Bug with /include:StaticData when constraints change

sab39sab39 Posts: 10
edited October 23, 2014 12:08PM in SQL Compare 11
I'm using the SQL Automation Pack which appears to include the SQL Compare command line tool 11.0.0.184.

My command line is doing a comparison between an SQL source control repository and a database to generate the scripts to bring the database up to date. It looks roughly like:

sqlcompare /sourcecontrol1 /sfx:sfx.xml /mfx:mfx.xml /revision1:head /vu1:(user) /vp1:(password) /server2:(server) /database2:(database) /u2:(dbuser) /p2:(dbpw) /scriptfile:script.sql /force /include:StaticData

The problem occurs when one of the static data tables has changed its constraints between the source control version and the database version. For example, a foreign key has changed its name or had ON DELETE CASCADE added or removed or something.

The resulting SQL script appears to do the following sequence of steps:
- Update the schema - which includes dropping the old constraints and add the new constraints
- Try to drop the OLD constraints
- Insert the static data
- Try to re-add the OLD constraints

This can fail in two different ways - if the name of the constraint has changed then the DROP statement fails because it no longer exists (the schema update dropped it already). If the name hasn't changed, the failure is more subtle - the constraint gets added and the script succeeds, but it gets added with its old characteristics, not the new ones.

Comments

  • There's no getting away from needing a lot of space in this case.
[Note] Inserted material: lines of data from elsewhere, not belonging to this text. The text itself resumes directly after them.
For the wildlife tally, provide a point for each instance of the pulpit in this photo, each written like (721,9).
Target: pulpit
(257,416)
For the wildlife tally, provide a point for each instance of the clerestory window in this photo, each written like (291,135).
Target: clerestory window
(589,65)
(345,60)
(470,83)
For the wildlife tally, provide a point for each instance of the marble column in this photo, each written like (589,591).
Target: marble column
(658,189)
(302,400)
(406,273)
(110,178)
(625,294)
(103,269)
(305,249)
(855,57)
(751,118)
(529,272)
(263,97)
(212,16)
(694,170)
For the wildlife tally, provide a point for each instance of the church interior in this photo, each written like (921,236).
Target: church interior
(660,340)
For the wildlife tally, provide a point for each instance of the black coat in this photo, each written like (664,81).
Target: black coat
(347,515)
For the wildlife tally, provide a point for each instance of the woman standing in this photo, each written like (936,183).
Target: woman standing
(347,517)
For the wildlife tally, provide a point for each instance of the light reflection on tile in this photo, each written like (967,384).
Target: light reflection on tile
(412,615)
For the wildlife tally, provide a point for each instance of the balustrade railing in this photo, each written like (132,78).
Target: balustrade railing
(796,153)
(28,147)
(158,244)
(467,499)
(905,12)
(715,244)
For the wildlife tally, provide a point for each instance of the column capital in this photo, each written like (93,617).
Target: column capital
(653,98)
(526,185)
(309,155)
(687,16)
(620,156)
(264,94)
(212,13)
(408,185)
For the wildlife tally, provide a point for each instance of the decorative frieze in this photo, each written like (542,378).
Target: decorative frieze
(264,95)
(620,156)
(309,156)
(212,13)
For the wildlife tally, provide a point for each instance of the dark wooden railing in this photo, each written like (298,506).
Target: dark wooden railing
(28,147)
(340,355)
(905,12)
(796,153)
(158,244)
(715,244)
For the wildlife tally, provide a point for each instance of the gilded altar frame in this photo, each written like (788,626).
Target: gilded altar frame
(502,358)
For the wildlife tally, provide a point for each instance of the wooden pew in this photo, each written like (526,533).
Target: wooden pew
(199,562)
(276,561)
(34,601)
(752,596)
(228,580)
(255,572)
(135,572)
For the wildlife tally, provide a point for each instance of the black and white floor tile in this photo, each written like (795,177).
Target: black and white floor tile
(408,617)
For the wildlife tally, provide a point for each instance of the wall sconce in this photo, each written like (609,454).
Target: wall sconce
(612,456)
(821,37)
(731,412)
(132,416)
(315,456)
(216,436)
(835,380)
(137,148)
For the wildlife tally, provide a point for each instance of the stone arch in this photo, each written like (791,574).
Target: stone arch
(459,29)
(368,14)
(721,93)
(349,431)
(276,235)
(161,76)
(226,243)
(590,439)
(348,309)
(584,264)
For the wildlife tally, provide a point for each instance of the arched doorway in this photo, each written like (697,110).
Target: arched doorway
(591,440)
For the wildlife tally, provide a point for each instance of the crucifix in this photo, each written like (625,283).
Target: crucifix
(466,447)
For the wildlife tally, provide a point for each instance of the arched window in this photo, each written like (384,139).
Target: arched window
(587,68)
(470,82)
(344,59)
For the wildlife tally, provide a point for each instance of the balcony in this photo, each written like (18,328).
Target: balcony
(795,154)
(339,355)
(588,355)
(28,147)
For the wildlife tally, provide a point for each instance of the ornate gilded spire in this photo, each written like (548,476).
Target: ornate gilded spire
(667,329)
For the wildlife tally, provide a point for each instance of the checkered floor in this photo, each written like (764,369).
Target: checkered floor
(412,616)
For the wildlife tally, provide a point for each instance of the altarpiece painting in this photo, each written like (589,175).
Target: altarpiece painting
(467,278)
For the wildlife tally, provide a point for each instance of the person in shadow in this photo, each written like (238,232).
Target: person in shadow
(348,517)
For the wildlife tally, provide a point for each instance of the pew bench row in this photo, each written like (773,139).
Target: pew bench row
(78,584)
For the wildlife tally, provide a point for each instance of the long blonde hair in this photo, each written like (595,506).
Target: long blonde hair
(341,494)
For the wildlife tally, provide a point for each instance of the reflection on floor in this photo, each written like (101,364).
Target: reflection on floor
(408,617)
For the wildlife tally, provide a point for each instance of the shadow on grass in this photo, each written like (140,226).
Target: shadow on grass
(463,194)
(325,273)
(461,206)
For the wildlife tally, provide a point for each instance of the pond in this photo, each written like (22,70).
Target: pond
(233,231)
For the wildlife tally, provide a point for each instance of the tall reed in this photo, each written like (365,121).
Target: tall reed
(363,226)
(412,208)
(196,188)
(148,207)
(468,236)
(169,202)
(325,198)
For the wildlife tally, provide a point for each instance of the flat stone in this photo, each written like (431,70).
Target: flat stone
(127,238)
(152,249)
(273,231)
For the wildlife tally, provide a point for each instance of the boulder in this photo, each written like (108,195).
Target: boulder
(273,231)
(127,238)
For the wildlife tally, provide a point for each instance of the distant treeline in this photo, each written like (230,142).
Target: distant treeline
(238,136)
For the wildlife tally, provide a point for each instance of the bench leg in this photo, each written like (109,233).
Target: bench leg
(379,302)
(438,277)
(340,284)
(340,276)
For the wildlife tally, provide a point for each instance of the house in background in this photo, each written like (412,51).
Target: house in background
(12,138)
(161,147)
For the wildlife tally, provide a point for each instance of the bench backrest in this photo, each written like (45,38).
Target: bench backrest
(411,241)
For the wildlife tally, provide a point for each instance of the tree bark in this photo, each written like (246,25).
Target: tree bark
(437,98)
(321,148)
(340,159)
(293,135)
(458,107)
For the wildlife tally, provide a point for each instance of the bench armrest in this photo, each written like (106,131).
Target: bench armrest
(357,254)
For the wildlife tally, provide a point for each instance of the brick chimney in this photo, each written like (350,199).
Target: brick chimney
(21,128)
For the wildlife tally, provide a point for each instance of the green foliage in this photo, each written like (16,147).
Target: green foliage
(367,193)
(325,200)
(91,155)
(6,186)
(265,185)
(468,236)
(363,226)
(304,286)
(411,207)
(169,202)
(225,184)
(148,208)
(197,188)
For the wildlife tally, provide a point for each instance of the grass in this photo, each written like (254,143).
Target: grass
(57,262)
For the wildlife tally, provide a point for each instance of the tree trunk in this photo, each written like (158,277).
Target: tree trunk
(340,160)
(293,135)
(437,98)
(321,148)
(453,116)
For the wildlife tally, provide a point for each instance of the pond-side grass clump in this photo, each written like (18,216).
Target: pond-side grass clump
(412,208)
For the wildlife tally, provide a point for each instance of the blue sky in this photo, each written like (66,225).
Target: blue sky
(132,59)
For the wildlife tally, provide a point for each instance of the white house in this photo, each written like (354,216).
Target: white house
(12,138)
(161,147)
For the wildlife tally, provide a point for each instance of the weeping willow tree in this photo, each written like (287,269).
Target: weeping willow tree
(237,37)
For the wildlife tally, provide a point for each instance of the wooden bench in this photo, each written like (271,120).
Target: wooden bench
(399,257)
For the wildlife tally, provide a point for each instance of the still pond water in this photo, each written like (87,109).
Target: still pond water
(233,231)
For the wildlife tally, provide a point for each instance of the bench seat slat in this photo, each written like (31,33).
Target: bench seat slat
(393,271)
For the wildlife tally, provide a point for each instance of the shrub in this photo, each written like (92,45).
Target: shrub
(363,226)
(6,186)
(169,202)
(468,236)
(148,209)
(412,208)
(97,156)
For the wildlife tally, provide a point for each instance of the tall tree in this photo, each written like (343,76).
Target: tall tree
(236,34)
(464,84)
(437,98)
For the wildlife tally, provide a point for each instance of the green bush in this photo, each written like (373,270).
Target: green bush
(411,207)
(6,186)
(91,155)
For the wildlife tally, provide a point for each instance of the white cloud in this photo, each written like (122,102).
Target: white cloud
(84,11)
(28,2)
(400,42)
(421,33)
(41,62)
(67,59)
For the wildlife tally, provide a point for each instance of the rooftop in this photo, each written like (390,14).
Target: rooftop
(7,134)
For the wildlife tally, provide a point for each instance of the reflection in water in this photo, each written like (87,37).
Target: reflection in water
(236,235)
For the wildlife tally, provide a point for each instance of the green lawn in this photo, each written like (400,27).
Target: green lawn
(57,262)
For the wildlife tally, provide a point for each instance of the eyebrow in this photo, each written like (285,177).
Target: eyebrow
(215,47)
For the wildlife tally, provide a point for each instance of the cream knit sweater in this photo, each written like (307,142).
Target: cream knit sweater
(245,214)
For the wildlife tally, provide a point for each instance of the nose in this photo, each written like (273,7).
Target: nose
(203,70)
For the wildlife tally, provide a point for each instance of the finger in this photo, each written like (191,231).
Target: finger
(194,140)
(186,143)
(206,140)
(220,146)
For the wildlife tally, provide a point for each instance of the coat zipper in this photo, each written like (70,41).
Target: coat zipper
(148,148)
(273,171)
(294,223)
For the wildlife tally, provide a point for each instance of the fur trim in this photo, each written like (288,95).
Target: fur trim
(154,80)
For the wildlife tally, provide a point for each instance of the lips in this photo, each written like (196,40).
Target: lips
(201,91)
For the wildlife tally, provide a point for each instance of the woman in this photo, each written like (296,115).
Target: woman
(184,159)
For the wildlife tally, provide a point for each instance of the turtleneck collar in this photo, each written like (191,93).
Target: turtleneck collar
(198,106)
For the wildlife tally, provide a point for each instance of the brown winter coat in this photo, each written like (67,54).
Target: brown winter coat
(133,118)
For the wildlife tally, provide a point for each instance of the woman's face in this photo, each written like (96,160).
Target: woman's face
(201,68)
The best I can offer is that you change the system environment variable RGTEMP to point to any directory (even on another drive) where you can be confident of having lots and lots of space.
  • Is that reply intended to another thread? This bug isn't about needing space, at all. It's about the wrong constraints getting operated on in this scenario - the constraints get dropped/added from how the database USED to be before the schema changes, but those constraints either don't exist any more or are different. So the resulting database ends up wrong.

    In the absence of any replies I worked around the problem by digging out the correct constraints in source control and replacing the relevant sections within the generated script by hand to drop/add the correct constraints, but it'd be nice to know that a future version of sqlcompare would render that unnecessary.
  • Yes! Sorry about that- I must be going cross-eyed.

    I'd like try to reproduce the issue here- are you able to share a schema + a change that replicates the problem?